Gather your tools: a crockpot, a sharp knife, a cutting board, a spoon, and a ladle. Prepping your ingredients first makes the process smooth and enjoyable.
Trim and chop the chicken breasts into 2-inch pieces. Place them directly into the crockpot, which is set to low or turned on to start warming up.
Add the diced fire-roasted tomatoes, rinsed black beans, corn kernels, chopped onion, minced garlic, cumin, chili powder, and a pinch of salt and pepper into the crockpot. Pour in the chicken broth and give everything a gentle stir to combine.
Cover the crockpot and cook on low for about 4 hours. During this time, the chicken will become tender, and the smoky flavors will meld into the broth. The aroma should fill your kitchen with inviting, spicy notes.
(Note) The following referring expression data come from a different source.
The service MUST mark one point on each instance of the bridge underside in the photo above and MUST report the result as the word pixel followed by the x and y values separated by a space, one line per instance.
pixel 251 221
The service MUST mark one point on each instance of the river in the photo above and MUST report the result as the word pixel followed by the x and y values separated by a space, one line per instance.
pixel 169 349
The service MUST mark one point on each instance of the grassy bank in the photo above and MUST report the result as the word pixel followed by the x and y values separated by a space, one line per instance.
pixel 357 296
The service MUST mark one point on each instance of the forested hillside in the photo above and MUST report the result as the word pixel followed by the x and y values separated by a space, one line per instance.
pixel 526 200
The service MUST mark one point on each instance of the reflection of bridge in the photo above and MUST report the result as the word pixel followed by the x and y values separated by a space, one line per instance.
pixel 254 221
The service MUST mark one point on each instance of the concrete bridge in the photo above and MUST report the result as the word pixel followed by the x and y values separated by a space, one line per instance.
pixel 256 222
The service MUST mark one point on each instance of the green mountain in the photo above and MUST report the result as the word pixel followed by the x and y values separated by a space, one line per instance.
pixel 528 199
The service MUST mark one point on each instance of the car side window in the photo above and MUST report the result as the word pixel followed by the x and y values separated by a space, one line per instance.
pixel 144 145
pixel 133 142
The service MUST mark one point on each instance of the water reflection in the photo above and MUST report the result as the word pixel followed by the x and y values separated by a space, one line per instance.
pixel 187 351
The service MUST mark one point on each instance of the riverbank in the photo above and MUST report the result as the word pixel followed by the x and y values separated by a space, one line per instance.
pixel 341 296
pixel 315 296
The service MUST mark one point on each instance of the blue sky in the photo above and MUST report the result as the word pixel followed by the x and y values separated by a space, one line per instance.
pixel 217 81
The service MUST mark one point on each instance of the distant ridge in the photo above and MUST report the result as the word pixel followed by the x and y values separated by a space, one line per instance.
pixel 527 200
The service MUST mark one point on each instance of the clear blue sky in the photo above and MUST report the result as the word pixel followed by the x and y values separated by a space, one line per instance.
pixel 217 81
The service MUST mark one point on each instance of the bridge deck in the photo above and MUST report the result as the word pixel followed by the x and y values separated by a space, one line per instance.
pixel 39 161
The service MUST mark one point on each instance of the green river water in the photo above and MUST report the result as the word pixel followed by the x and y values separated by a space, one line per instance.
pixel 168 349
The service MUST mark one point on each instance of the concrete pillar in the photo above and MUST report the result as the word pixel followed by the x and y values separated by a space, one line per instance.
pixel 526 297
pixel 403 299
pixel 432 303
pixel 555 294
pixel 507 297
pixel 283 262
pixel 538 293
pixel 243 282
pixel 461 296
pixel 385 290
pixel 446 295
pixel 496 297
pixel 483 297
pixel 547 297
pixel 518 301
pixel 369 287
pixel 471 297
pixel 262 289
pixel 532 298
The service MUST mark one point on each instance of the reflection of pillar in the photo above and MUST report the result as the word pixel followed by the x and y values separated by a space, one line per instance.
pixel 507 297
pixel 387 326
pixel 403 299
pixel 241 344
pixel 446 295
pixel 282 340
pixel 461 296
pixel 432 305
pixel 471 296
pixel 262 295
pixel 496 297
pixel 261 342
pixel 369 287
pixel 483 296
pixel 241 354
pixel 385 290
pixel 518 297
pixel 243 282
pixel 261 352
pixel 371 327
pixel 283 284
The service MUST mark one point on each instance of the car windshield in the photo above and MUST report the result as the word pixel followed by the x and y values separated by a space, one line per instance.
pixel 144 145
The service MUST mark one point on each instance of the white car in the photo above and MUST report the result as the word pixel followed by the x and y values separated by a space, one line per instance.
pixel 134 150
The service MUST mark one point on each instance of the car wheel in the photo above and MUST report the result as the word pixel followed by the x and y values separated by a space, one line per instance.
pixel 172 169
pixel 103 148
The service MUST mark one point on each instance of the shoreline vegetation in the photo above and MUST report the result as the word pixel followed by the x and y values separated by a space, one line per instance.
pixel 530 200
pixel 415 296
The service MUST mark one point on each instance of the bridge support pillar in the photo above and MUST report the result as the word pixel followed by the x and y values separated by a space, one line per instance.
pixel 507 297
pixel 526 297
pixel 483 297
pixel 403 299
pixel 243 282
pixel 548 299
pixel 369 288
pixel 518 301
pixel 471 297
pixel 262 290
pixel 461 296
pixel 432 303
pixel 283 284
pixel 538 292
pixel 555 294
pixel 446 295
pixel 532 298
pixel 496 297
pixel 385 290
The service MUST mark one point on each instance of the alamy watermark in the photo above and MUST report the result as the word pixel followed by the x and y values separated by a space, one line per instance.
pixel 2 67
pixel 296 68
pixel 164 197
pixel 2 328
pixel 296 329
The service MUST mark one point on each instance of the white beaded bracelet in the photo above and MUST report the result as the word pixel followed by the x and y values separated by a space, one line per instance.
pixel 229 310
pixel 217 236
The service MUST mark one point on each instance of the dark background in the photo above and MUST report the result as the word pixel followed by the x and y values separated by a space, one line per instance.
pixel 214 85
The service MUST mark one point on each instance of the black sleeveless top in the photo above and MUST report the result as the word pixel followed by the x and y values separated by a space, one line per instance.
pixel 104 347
Once cooked, open the lid and check the chicken. It should shred easily when stirred or forked. Use two forks to shred the chicken directly in the crockpot, allowing it to absorb more flavors.
Meanwhile, slice the corn tortillas into strips and toast them lightly in a skillet until golden and crispy, about 3-4 minutes. Set aside to add as a crunchy topping just before serving.
Taste the soup and adjust the seasoning with more salt, pepper, or spices if needed. If you prefer a thicker broth, mash a few beans with the back of a spoon to help it thicken slightly.
Just before serving, spoon the crispy tortilla strips into each bowl for crunch. Ladle the hot soup over the toppings, and garnish with shredded cheese, chopped cilantro, and a squeeze of lime if desired. Serve immediately and enjoy the comforting, smoky flavors!